Seven women and three children are among the dead, according to a local
prosecutor.
“We’re
overwhelmed,” said Laroye. “We would need a lot more people if we wanted to be
100 percent efficient.”
Speaking on
French radio RTL, French Interior Minister Gérald Darmanin said police faced a
“titanic task” when it came to battling trafficking networks, despite having
increased police patrols in the Calais region and receiving a €64 million
contribution from the U.K.
“We are
familiar with the mafia organizations [behind the trafficking] — they use
encrypted phones and operate much like terrorist networks,” he said.
In the wake
of the tragedy, U.K. Prime Minister Boris Johnson and French President Emmanuel
Macron vowed to do “everything possible to stop the gangs responsible.”
It appears,
however, that French police have been on the back foot for a while now.
Record
growth
The
phenomenon of small boats has grown in record time since its appearance in
2018. Migrants were looking for new routes to the U.K. after increased police
checks and fences were built in the Calais port and Eurostar terminal.
“Initially
it was just migrants trying their luck with small boats found locally,” said
Laroye, who has been a border police officer for 13 years. “Then people
traffickers got involved and we saw a lot of boats stolen along the coast.”
“Nowadays
we stop trucks traveling from Germany with several boats inside,” he added.
The numbers
of crossings show how the scale has changed. Over 33,000 migrants tried to
cross the Channel in 2021, according to the French coastguard, compared to less
than 10,000 migrants in 2020.
Overall,
close to 26,000 migrants reached the U.K. by small boats this year, according
to the British home office.
The
smugglers have upped their game.
“It’s not
so much that the number of boats has increased,” said Véronique Magnin, a
spokesperson for the French maritime authority. “It’s that the people smugglers
have become a lot more professional. They put a lot more people in each boat,
around up 30 to 40 people per vessel, and set off at sea without being stopped
by the police.”
Indeed, the
number of departures in small vessels has only increased by 30 percent since
2020.
The people
smugglers have become better organized, said Magnin, with several boats often
setting off at the same time in operations that are “necessarily coordinated.”
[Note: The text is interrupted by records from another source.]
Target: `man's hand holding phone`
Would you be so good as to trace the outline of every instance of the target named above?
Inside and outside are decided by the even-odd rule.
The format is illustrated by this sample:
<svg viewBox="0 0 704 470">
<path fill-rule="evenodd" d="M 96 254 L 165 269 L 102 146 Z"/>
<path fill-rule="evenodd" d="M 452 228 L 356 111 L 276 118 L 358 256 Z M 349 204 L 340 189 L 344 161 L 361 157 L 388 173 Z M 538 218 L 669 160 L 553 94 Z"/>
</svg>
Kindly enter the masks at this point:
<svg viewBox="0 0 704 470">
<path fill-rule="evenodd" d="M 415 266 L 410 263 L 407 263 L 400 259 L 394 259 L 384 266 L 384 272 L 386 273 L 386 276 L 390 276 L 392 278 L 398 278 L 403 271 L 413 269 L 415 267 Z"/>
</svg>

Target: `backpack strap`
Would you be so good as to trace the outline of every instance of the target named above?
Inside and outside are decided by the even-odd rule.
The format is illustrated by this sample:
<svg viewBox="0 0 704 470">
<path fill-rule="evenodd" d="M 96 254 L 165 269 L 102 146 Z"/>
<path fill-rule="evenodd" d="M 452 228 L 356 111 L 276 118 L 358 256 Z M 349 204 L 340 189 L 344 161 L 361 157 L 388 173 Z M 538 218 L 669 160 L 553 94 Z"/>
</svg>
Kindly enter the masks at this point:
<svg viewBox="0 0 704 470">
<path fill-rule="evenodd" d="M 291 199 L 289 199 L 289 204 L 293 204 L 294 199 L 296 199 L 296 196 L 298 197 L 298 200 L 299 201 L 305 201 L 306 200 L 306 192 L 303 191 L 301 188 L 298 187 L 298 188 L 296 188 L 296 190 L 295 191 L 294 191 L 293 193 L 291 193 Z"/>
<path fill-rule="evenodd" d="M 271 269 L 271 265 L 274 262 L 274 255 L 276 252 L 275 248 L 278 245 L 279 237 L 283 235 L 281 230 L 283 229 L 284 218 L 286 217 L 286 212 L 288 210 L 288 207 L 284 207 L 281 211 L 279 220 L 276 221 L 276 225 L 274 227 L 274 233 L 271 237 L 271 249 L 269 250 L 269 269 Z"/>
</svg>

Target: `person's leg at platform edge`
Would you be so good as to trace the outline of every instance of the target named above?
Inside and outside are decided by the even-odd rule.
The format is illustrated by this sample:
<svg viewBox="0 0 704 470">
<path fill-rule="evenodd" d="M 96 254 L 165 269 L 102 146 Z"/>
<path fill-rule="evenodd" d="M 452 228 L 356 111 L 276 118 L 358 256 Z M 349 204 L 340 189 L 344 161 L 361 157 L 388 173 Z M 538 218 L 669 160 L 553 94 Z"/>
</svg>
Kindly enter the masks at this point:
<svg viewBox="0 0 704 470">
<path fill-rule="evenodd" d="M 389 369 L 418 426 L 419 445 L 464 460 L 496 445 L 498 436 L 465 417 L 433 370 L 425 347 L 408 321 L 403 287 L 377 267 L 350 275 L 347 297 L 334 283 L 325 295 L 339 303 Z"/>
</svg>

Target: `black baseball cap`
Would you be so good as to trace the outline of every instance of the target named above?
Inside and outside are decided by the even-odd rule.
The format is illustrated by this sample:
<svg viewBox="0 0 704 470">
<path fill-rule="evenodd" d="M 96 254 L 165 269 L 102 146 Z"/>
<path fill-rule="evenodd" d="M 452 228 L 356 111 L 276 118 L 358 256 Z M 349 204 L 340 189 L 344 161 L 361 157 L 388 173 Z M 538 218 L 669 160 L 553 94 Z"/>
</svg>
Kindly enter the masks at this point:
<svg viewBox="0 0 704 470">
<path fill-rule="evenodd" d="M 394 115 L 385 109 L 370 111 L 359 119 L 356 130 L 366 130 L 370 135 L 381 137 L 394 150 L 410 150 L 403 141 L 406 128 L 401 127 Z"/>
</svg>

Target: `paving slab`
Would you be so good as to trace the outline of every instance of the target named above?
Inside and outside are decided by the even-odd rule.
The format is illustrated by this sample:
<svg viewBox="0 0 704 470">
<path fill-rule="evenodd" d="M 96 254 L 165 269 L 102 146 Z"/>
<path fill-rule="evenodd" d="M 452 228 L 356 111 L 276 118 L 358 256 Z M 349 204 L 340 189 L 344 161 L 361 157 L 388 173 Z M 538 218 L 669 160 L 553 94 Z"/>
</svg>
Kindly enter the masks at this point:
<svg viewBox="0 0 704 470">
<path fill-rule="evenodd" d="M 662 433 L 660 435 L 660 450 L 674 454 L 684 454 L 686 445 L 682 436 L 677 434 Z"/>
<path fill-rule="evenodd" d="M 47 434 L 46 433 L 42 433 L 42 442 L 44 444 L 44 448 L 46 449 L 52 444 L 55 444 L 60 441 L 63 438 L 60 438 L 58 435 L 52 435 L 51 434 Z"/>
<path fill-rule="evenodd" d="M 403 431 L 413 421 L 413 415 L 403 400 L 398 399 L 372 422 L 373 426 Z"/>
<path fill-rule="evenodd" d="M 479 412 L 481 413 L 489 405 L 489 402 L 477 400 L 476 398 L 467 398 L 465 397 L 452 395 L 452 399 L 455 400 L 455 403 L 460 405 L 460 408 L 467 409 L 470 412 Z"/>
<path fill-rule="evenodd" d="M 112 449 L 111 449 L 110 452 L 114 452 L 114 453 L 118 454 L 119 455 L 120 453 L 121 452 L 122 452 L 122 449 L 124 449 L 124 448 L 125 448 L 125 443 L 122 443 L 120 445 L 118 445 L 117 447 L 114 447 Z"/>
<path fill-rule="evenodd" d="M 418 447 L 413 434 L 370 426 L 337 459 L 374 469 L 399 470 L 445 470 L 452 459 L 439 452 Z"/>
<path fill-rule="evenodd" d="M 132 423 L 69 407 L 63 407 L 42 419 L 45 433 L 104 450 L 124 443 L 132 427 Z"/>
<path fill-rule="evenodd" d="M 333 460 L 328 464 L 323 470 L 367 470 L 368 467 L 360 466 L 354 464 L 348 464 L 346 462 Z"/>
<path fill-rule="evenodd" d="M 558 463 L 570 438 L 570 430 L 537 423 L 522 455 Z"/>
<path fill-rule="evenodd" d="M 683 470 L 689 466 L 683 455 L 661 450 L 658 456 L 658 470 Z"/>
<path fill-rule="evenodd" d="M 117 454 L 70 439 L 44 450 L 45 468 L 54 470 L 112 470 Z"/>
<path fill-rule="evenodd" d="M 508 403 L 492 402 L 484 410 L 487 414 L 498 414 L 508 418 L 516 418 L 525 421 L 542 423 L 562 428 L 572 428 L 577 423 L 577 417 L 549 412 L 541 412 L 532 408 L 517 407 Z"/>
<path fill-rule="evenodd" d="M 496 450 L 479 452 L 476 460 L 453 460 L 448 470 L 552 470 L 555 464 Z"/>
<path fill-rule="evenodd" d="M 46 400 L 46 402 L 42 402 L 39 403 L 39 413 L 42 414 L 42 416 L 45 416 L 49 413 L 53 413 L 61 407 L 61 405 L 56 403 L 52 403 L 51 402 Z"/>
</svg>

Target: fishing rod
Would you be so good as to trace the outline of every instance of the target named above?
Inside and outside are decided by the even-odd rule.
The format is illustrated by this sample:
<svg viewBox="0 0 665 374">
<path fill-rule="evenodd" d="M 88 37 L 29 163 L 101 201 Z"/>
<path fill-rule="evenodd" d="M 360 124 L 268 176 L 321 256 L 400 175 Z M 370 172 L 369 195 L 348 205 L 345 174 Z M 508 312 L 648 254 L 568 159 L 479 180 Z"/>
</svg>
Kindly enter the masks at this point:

The crossings have also continued later into the year, whereas they used to
pause during the winter months.
The French
police patrols on the beach have grown in response, from less than 200 to 800
deployed officers on average daily, according to Laroye, drawing on more and
more inland resources.
You could
argue they have been successful. According to the interior minister, over 1,500
traffickers have been arrested since the beginning of the year.
“[The
border police units] dismantle a lot of networks — but they know that when they
arrest 10 smugglers, then are 10 more that pop up,” said Laroye, adding the
migration route is just “too lucrative” for traffickers.
International
meeting on Sunday
Five people
were arrested in connection with the fatal crossing on Wednesday, including one
person who had “a German number plate,” according to Darmanin, and “who had
bought dinghies in Germany.”
French
officials say people smugglers exploit the free circulation of people among
Schengen countries and shortcomings in cross-border police cooperation to evade
arrests.
“[The
smugglers] are international and play with our borders,” said Darmanin on
Thursday. “We tell our Belgian friends, our German friends that we cannot be
alone in this fight.”
France is
now looking to take the fight upstream, across the European Union and to the
EU’s border agency Frontex. Speaking on Wednesday, Macron said he was calling
for “an immediate increase of the Frontex deployment on [the EU’s] external
borders,” which include the U.K.-France border since Brexit.
A meeting
of interior ministers from the United Kingdom, France, the Netherlands, Belgium
and Germany is expected in Calais on Sunday.